Les Celtes durent leurs défaites à leurs dissensions et à leurs fautes : aveu pénible et cependant rassurant pour l’avenir, puisqu’on est toujours libre de ne pas retomber dans ses erreurs. Mais malgré des revers purement accidentels, les Celtes possédaient sur leurs ennemis du Nord et du Midi une étonnante supériorité intellectuelle, ainsi que nous allons le démontrer.
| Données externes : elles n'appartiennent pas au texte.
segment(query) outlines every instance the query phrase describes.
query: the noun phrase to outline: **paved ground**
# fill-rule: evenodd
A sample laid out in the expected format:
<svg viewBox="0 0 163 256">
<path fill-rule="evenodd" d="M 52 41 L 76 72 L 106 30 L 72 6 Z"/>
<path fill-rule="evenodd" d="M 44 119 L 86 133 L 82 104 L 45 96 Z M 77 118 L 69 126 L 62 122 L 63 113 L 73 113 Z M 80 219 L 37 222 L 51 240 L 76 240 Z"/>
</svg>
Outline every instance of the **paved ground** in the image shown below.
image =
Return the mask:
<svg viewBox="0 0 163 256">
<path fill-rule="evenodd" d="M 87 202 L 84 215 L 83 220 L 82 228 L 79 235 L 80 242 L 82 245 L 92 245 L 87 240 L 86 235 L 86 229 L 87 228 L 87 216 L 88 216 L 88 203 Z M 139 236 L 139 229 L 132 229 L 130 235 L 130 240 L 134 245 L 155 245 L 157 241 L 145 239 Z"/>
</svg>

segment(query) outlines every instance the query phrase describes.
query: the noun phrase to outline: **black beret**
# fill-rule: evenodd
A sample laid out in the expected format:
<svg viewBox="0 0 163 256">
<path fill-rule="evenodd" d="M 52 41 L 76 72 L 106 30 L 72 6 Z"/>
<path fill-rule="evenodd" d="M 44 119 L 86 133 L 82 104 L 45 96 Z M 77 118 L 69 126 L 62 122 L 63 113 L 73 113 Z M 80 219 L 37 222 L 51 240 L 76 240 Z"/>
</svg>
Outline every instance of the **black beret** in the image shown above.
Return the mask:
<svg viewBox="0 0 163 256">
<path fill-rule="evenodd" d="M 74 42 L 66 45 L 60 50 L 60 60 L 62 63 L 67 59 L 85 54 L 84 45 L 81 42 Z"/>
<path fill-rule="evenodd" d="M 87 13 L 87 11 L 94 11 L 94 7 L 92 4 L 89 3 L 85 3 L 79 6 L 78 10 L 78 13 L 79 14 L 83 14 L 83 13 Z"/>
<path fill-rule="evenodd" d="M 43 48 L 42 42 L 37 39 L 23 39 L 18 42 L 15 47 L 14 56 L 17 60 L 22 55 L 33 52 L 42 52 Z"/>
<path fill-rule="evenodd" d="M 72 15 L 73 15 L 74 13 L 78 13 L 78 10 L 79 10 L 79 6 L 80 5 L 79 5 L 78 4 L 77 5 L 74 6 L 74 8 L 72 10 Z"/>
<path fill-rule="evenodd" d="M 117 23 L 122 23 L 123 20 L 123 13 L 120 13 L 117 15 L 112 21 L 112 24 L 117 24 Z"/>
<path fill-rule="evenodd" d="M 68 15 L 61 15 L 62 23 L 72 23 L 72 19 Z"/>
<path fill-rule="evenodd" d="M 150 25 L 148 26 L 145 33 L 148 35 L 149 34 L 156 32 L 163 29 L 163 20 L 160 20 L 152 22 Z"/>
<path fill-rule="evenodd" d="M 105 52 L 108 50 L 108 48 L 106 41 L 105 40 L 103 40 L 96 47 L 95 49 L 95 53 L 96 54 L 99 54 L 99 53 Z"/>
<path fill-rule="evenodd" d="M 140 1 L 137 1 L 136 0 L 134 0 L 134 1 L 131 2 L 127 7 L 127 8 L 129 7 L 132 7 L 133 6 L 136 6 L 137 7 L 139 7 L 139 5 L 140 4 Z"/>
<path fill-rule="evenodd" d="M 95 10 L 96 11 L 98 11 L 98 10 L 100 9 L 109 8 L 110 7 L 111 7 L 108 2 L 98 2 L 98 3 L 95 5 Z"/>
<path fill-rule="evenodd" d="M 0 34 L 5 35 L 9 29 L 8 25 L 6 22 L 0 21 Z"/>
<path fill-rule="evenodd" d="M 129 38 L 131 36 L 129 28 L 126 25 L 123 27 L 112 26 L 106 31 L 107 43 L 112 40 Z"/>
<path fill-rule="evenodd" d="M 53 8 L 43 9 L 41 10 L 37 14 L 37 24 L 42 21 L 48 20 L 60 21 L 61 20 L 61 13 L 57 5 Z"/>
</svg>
Les Romains, peuple de brigands à l’origine, nuls dans toutes les manifestations de l’intelligence, étaient caractérisés en politique par l’instinct du groupement particulier aux bandits. Mais dans la conception étroite de la Cité romaine, les droits de l’individu furent brutalement sacrifiés aux intérêts de la masse. Autoritaire,absolutiste, la Cité dût le triomphe de sa politique à l’application constante de ce seul principe : diviser pour régner, en exerçant d’ailleurs une administration exploitatrice, avide et ruineuse.

En sociologie, les Celtes, au contraire, grâce à un vif sentiment d’individualité, avaient découvert de bonne heure le principe électif et le régime parlementaire[2], sûre garantie des droits individuels ; s’élevant au-dessus de la conception absolue et exclusive de la cité, ils s’étaient groupés en corps de nation, divisée en province, celles-ci en communes, avec des droits pour tous.

En portant la comparaison, non pas sur les peu inventifs Romains, mais sur les Grecs, leurs instructeurs, on apercevra mieux l’originalité des Celtes. Ceux-ci avaient mis, comme les Grecs, toute la

  1. Tout ce qui précède est expliqué au long, dans le premier livre des commentaires de César.
  2. Voyez pages 50 et 110 ; et Strabon.